The Not-So-Good: While Stanley demonstrates a good command of mood and creates some entrancing visuals, the film’s dialogue is often unconvincing. One of the main things that makes Color Out of Space fall short of greatness is that none of the characters seem like real people, even though we spend a considerable amount of time with them. Joely Richardson puts in a serious, respectable performance, but it’s much harder to buy the Gardners as a family unit than it was to buy, say, the Abbotts in A Quiet Place as a family unit.

Nicolas Cage is at once the film’s greatest asset and its biggest liability. Stephen King disapproved of the casting of Jack Nicholson as Jack Torrance in the film adaptation of The Shining because the story was about a normal man’s descent into madness, and Nicholson already seemed crazed to start with. This problem is eminently present in Color Out of Space.

Stanley’s favourite film starring Cage is Vampire’s Kiss, in which Cage plays a literary agent who unravels after being convinced that he has been bitten by a vampire. This is the movie from which the “You Don’t Say?” meme is derived. Stanley asks Cage to do too much – few can freak out or melt down on screen the way Cage can, but this undercuts the terror that Stanley has carefully constructed, and the silliness of Cage’s performance sometimes prevents us from relating to the Gardners.

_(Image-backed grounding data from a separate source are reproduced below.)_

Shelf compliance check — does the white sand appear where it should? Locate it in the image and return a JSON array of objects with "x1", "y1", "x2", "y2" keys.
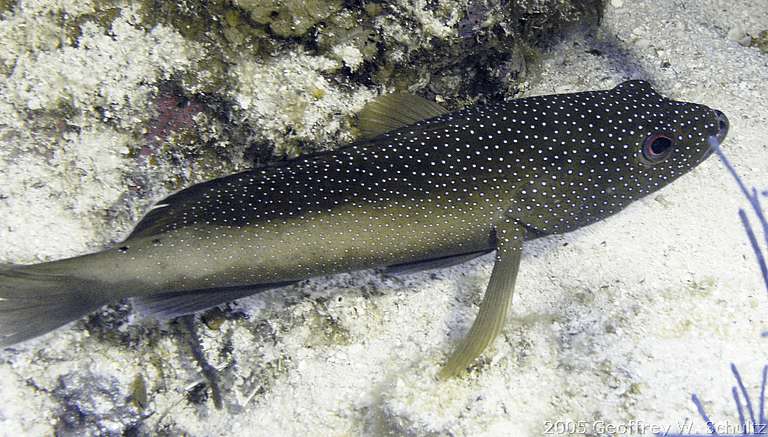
[{"x1": 0, "y1": 0, "x2": 768, "y2": 436}]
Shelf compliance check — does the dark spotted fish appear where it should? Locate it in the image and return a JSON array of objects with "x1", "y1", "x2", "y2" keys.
[{"x1": 0, "y1": 81, "x2": 728, "y2": 376}]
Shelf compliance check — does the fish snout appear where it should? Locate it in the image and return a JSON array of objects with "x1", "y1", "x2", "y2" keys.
[{"x1": 713, "y1": 109, "x2": 729, "y2": 144}]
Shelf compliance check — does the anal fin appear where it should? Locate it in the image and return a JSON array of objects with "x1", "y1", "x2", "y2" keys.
[
  {"x1": 439, "y1": 219, "x2": 525, "y2": 378},
  {"x1": 384, "y1": 250, "x2": 490, "y2": 275},
  {"x1": 132, "y1": 282, "x2": 293, "y2": 320}
]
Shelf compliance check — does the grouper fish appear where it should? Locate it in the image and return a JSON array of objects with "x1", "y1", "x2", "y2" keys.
[{"x1": 0, "y1": 80, "x2": 728, "y2": 377}]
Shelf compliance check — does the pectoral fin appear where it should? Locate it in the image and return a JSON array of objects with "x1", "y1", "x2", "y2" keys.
[
  {"x1": 439, "y1": 220, "x2": 525, "y2": 378},
  {"x1": 358, "y1": 93, "x2": 448, "y2": 139}
]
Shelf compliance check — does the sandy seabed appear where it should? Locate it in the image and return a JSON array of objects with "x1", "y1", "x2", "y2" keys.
[{"x1": 0, "y1": 0, "x2": 768, "y2": 436}]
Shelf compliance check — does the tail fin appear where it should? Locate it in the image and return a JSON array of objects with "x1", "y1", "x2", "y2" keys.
[{"x1": 0, "y1": 266, "x2": 109, "y2": 348}]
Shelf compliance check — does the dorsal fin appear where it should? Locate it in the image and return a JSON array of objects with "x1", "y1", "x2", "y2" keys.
[{"x1": 358, "y1": 93, "x2": 448, "y2": 139}]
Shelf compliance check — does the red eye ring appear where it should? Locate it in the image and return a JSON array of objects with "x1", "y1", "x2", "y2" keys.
[{"x1": 641, "y1": 133, "x2": 675, "y2": 164}]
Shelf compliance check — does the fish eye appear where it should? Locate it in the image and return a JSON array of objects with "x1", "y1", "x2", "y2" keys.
[{"x1": 641, "y1": 134, "x2": 674, "y2": 165}]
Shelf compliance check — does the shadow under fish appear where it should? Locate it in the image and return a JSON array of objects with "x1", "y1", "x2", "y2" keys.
[{"x1": 0, "y1": 81, "x2": 728, "y2": 377}]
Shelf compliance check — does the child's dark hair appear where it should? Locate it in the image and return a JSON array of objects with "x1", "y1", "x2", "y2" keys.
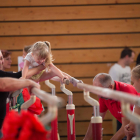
[
  {"x1": 136, "y1": 53, "x2": 140, "y2": 66},
  {"x1": 120, "y1": 47, "x2": 134, "y2": 58}
]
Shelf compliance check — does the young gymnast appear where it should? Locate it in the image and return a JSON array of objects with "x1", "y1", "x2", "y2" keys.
[
  {"x1": 19, "y1": 45, "x2": 31, "y2": 71},
  {"x1": 22, "y1": 41, "x2": 68, "y2": 82}
]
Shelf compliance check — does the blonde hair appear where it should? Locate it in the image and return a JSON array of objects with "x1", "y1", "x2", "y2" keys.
[
  {"x1": 30, "y1": 41, "x2": 53, "y2": 66},
  {"x1": 23, "y1": 45, "x2": 32, "y2": 53},
  {"x1": 131, "y1": 65, "x2": 140, "y2": 80}
]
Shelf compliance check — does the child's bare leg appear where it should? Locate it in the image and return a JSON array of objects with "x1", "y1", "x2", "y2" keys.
[{"x1": 39, "y1": 71, "x2": 56, "y2": 82}]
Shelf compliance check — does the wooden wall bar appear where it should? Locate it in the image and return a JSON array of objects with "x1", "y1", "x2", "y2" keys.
[
  {"x1": 0, "y1": 4, "x2": 140, "y2": 21},
  {"x1": 0, "y1": 0, "x2": 140, "y2": 7},
  {"x1": 0, "y1": 19, "x2": 140, "y2": 36},
  {"x1": 0, "y1": 0, "x2": 140, "y2": 140},
  {"x1": 0, "y1": 33, "x2": 140, "y2": 50}
]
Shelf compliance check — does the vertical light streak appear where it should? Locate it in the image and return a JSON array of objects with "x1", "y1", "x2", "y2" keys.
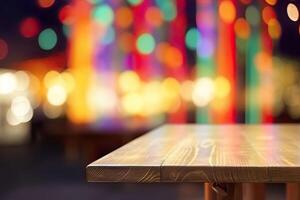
[
  {"x1": 213, "y1": 0, "x2": 236, "y2": 123},
  {"x1": 196, "y1": 0, "x2": 216, "y2": 123},
  {"x1": 245, "y1": 3, "x2": 261, "y2": 124},
  {"x1": 68, "y1": 0, "x2": 93, "y2": 123},
  {"x1": 167, "y1": 0, "x2": 187, "y2": 123}
]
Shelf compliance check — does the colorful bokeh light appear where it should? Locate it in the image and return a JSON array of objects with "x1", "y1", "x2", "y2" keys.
[{"x1": 38, "y1": 28, "x2": 57, "y2": 50}]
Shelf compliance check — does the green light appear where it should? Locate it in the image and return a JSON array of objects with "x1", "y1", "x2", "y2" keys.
[
  {"x1": 93, "y1": 4, "x2": 114, "y2": 26},
  {"x1": 185, "y1": 28, "x2": 199, "y2": 50},
  {"x1": 127, "y1": 0, "x2": 143, "y2": 6},
  {"x1": 136, "y1": 33, "x2": 155, "y2": 54},
  {"x1": 246, "y1": 5, "x2": 260, "y2": 26},
  {"x1": 156, "y1": 0, "x2": 177, "y2": 21},
  {"x1": 101, "y1": 27, "x2": 116, "y2": 45},
  {"x1": 38, "y1": 28, "x2": 57, "y2": 50}
]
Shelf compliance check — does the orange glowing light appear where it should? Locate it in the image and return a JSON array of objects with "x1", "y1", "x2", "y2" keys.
[
  {"x1": 115, "y1": 7, "x2": 133, "y2": 28},
  {"x1": 38, "y1": 0, "x2": 55, "y2": 8},
  {"x1": 145, "y1": 7, "x2": 163, "y2": 27},
  {"x1": 266, "y1": 0, "x2": 277, "y2": 6},
  {"x1": 268, "y1": 19, "x2": 281, "y2": 39},
  {"x1": 164, "y1": 46, "x2": 183, "y2": 68},
  {"x1": 20, "y1": 17, "x2": 40, "y2": 38},
  {"x1": 262, "y1": 6, "x2": 276, "y2": 24},
  {"x1": 118, "y1": 32, "x2": 134, "y2": 53},
  {"x1": 234, "y1": 18, "x2": 250, "y2": 39},
  {"x1": 286, "y1": 3, "x2": 299, "y2": 22},
  {"x1": 255, "y1": 51, "x2": 272, "y2": 71},
  {"x1": 240, "y1": 0, "x2": 251, "y2": 5},
  {"x1": 219, "y1": 0, "x2": 236, "y2": 23},
  {"x1": 67, "y1": 0, "x2": 93, "y2": 123}
]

A subplot involving the haughty Mayor Tooma (Q’orianka Kilcher) doesn’t quite seem to go anywhere. Elliot Knight is a good straight man as Ward Phillips, a hydrologist surveying the area for a dam project, but like his equivalent in Lovecraft’s short story, the character functions as a narrator and doesn’t have much presence in the story.

It’s also hard not to compare this movie to the other adaptations of the story, or even unrelated films that were clearly inspired by The Colour Out of Space. Annihilation is the most obvious recent example – what was called “the Shimmer” is basically the Colour. That film did almost everything this one does, just a little bit better.

Entering Lovecraft Country: Stanley has wanted to make this film for a long time, announcing the project in 2013 and releasing a proof-of-concept trailer online that year. There are many little bits of world-building in this film that Lovecraft fans will notice – Ward wears a “Miskatonic University” t-shirt, referencing the fictional university that first appeared in Lovecraft’s Herbert West–Reanimator. Stanley intends to make a trilogy of Lovecraft adaptations, with The Dunwich Horror to follow Color out of Space. Considering how Lovecraft’s work is interconnected and taking the richness of the Mythos into account, there’s a lot to be mined here.

Recommended? Only if you’re a hardcore Lovecraft fan or really love small, weird genre movies. Even then, this asks more patience of its viewers than the average gory body horror movie.